Me gustó también la nota de Diego Maté. Devela el misterio de la simpatía que despierta el director a pesar de todo: es su “carácter rebelde” lo que le da esa impronta de héroe. Además, Maté  pone el acento en el – muy contemporáneo- tema de los medios de comunicación. Uno de los grandes aciertos narrativos de El Rati… es la paciente y rigurosa transformación de una historia en su contraria. La historia a deconstruir aparece en el comienzo directamente tomada de los canales de noticias. El acusado -y fusilado- Fernando Carrera, al ser entrevistado en la cárcel en el 2007 dice premonitoriamente: “… la gente le cree a Clarín no a mí, yo haría lo mismo”. Cuando dice “Clarín” lo hace como genérico de “diario”. Hoy esa frase se carga de sentido.

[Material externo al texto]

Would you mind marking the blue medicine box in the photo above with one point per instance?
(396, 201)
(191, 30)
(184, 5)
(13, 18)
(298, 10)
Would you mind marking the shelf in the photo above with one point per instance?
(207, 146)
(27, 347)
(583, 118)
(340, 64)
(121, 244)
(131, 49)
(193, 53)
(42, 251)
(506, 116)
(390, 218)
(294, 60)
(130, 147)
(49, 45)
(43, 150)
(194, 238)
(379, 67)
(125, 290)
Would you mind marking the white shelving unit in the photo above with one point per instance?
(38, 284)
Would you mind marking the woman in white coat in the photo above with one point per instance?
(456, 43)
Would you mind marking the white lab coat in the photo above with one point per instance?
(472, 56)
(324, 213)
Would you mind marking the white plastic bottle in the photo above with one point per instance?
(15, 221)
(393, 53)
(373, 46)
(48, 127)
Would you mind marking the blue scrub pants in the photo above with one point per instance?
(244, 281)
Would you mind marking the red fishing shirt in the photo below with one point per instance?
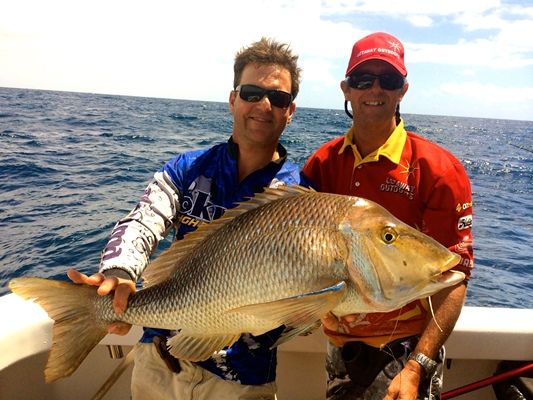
(420, 183)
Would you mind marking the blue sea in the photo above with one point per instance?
(72, 164)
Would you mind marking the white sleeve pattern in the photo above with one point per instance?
(135, 237)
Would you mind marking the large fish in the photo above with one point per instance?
(286, 257)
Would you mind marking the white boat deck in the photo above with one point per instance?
(481, 338)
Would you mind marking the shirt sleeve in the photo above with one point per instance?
(135, 237)
(448, 216)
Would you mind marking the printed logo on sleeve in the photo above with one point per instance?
(464, 222)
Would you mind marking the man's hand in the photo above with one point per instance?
(404, 386)
(123, 288)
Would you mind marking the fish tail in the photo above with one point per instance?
(76, 328)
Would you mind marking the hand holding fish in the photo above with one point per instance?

Por un carril parecido anda Pablo Arahuete acá. Es el único en hacer notar que la mención a Kostecki, Santillán y el Puente Pueyrredón no es sólo la explicación de por qué Carrera hizo un recorrido diferente ese día. Las famosas “dos nuevas muertes” de Clarín y el facilísimo gatillo policial aparecen implícitamente en esa mención.

En el film hay además un personaje casi invisible a pesar de aparecer mucho en pantalla. Natalia Trzenko en La Nación lo compara bellamente con el Dr. Watson de Sherlock Holmes. Es Germán Cantore, el editor que hace las veces de interlocutor modesto de Piñeyro. Es el opuesto del director y al dialogar con él nos da el lugar de espectadores de cine, rescatándonos del de puros receptores de información.

Hay otros personajes más invisibles habitando la historia. Son las dos mujeres y el chico atropellados en el episodio. Casi no se mencionan ni hay familiares de ellos entrevistados. Queda para otra nota un análisis más detallado de estas ausencias. Se puede arriesgar una teoría: los críticos coinciden en que la película adopta el género policial detectivesco. Esos testimonios, más propio del drama, estaría entonces fuera de lugar.

Por último, hablando de personajes ausentes, no se menciona -pero se adivina- un grupo de médicos que atendieron a Fernando Carrera lleno de balas. Son los personajes más envidiables en toda esta historia. Pasaron de salvar a un asesino despiadado, a darle una oportunidad a la víctima de una injusticia insoportable. Me gusta imaginarlos sentados en el cine con cara de “ustedes no saben quién soy” y una sonrisa relajada.